Di Massimo Gnagnarini
Degli attuali ventimila abitanti di Orvieto solamente il 60% sono nativi. Di queste dodicimila persone, ovvero il 70%, sono pensionati. Sono numeri spietati ma che fotografano esattamente la nostra realtà locale con buona pace di coloro che ancora restano affezionati a un’idea nostalgica della Orvieto che fu. Una affezione innocua se declinata a chiacchiera da bar, ma assai pericolosa se posta a cardine di una visione sul futuro della città che la politica ha il compito di delineare.
Siamo chiari, di Progetto Orvieto ce ne è stato solo uno , l’unico che sia mai stato elaborato è risalente agli anni 70’, e ha consentito di risanare la città e i suoi monumenti , ma ha anche fallito l’obiettivo fondamentale dello sviluppo economico e demografico ( si pensi solo al PRG del Prof. Piccinato che prevedeva una espansione fino a 40.000 abitanti nel comune di Orvieto).
I negozietti storici nel Centro storico, lo struscio per il Corso, i militari con le loro famiglie a Orvieto durante le giornate del giuramento, e più indietro ancora i villani che risalivano la Cava la domenica mattina per gli acquisti, sono sbiadite cartoline di una Orvieto che non c’è più e che non tornerà mai più.
Al loro posto c’è fb, ci sono i turisti e ci sono i centri commerciali. Esattamente la Orvieto che i suoi cittadini con meno di vent’anni hanno solo e da sempre conosciuto.

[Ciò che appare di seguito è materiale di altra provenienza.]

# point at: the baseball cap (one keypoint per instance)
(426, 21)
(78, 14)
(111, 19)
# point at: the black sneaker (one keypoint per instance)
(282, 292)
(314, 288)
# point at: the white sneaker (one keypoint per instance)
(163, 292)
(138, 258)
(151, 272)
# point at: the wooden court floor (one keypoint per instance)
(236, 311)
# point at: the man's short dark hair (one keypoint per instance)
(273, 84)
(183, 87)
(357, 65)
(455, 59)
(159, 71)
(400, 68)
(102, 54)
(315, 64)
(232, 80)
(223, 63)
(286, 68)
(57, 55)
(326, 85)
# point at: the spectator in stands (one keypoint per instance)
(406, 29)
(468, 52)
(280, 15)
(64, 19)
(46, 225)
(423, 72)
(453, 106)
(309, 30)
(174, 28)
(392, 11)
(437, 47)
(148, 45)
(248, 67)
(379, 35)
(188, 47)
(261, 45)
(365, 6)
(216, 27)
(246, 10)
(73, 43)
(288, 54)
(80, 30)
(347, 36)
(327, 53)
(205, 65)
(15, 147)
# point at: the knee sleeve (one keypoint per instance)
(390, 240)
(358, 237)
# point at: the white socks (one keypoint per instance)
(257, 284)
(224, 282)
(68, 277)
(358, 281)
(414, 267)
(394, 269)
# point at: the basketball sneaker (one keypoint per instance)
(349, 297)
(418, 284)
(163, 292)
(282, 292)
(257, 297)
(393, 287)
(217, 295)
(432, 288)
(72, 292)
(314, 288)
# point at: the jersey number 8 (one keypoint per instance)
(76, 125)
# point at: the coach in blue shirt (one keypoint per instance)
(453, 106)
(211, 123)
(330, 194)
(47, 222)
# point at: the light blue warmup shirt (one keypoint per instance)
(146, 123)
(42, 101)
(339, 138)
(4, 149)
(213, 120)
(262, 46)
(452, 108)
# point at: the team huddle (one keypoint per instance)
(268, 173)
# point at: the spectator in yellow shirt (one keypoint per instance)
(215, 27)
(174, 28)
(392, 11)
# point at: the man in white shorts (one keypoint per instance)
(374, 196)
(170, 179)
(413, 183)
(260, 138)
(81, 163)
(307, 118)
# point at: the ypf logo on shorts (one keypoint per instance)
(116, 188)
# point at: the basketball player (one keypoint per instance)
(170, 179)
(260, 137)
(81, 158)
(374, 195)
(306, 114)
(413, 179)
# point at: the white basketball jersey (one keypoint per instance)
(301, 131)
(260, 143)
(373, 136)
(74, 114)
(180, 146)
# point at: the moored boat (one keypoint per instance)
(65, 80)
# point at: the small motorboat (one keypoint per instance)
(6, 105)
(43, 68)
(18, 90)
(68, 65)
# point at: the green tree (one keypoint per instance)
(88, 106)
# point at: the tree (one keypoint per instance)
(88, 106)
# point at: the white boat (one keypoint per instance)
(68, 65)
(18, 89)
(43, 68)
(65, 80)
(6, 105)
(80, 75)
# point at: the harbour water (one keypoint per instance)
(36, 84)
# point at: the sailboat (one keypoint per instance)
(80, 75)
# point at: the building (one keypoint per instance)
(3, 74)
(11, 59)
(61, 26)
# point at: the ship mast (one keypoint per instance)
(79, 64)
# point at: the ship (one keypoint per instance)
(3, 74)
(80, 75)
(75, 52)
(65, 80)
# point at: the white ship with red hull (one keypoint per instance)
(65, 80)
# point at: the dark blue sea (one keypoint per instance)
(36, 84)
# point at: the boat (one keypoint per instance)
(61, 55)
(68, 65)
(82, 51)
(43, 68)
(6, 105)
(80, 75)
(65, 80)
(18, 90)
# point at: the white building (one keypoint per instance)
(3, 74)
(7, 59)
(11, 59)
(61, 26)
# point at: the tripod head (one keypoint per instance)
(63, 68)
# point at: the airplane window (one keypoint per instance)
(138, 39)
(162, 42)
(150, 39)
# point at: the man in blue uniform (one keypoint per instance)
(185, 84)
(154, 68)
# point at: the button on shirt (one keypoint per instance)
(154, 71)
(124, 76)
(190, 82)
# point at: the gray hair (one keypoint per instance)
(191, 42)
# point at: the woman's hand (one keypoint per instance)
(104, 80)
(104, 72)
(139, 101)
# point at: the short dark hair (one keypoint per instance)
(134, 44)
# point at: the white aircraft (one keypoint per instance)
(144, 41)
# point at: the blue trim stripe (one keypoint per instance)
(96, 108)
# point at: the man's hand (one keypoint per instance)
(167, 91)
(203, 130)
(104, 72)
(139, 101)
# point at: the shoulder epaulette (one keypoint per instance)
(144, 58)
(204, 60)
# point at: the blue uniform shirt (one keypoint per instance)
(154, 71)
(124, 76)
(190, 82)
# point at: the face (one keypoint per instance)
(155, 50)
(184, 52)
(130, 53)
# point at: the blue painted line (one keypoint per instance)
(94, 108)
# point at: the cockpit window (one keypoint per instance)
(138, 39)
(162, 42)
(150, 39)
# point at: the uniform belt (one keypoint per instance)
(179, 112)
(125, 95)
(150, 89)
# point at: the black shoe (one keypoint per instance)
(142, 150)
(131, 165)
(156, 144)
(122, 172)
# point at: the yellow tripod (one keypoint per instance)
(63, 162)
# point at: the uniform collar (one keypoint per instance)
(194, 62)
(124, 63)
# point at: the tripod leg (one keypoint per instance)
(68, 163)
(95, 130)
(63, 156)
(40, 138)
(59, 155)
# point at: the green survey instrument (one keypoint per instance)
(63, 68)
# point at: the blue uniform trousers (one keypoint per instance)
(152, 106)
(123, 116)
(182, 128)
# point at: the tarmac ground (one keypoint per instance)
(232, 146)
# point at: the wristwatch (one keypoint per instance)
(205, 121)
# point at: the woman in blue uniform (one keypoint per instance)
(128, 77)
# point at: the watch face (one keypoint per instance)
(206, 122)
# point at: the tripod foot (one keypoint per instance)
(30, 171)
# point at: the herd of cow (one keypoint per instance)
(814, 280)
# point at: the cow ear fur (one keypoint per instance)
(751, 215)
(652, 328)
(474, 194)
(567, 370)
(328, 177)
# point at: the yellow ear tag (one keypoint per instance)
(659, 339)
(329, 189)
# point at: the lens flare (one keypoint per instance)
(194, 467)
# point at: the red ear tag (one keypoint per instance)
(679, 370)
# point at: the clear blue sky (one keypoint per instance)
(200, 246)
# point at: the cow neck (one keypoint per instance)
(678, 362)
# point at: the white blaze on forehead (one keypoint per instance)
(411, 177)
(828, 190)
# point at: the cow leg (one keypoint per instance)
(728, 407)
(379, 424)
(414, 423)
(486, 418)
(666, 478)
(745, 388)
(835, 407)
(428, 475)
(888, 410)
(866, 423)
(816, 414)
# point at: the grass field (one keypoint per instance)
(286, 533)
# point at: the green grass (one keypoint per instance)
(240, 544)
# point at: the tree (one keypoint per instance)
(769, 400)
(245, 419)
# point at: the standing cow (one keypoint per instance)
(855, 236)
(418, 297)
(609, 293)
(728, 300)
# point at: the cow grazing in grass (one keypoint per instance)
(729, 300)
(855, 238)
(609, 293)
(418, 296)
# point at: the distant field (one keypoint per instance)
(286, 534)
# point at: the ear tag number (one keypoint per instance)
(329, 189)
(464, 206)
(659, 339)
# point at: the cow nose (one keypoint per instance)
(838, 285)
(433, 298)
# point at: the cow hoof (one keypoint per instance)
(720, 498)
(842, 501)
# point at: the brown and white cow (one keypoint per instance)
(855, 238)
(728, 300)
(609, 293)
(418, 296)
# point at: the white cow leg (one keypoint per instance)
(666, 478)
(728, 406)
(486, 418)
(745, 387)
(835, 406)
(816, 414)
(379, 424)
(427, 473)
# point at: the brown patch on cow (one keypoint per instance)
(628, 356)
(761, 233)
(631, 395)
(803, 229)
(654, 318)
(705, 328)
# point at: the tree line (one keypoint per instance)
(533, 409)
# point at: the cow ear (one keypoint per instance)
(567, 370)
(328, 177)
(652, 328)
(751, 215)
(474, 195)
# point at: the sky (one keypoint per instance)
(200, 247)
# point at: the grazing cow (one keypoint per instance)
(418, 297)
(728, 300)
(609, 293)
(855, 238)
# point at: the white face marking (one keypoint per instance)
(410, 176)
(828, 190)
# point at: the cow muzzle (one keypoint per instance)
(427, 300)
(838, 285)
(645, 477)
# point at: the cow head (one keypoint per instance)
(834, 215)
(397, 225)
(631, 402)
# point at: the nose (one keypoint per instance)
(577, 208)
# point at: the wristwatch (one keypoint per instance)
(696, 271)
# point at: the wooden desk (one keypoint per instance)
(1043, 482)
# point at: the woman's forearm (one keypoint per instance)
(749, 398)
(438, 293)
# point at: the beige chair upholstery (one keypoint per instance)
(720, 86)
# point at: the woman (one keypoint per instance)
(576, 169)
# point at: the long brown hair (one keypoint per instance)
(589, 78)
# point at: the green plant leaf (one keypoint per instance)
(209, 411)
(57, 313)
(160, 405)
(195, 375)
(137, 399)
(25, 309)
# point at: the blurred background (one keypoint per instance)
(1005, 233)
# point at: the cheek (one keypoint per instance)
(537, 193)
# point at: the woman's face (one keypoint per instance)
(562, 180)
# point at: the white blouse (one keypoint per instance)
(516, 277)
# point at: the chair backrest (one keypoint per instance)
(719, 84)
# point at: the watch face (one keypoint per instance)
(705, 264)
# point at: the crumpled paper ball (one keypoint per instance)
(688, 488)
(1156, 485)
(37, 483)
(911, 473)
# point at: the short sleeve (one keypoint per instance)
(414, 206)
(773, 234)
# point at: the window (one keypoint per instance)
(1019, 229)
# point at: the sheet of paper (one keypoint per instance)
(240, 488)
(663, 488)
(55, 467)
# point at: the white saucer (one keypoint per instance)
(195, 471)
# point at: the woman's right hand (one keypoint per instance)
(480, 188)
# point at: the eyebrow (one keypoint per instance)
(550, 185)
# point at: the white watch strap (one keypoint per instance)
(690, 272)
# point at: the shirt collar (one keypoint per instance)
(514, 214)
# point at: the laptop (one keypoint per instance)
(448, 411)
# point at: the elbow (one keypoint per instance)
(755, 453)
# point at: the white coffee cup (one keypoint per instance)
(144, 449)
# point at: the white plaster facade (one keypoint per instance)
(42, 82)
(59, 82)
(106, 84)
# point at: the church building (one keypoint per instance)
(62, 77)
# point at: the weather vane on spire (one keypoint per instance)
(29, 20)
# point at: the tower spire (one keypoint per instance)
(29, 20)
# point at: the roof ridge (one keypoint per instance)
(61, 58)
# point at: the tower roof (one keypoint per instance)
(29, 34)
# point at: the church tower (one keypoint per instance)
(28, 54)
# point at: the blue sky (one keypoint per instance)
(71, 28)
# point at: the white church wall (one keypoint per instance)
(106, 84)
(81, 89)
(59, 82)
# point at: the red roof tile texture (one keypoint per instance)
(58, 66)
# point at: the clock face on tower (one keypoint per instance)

Semmai dovremmo attrezzarci con un nostro sistema di e-commerce per vendere il brand orvieto. Ma il vero nodo che abbiamo di fronte e che la politica orvietana deve saper sciogliere riguarda le priorità da dare alla spesa delle risorse, seppur sempre limitate, raccolte e gestite dal Comune di Orvieto dopo il suo risanamento finanziario. In altre parole che facciamo: diamo la precedenza alla spesa per i servizi pubblici a favore degli abitanti oppure mettiamo al primo posto la creazione dei servizi che favoriscono i flussi turistici e che già oggi generano un PIL dai 50 ai 70 mln di euro annui di cui beneficiano i tanti operatori del settore ? Temo che in campagna elettorale la risposta scontata prevalente dei candidati sia : “ ma è chiaro si deve dare la precedenza a entrambe le cose”. E così trascorrerà un’altro quinquennio guardando ai ricci di Germani e ai sorrisi della Tardani.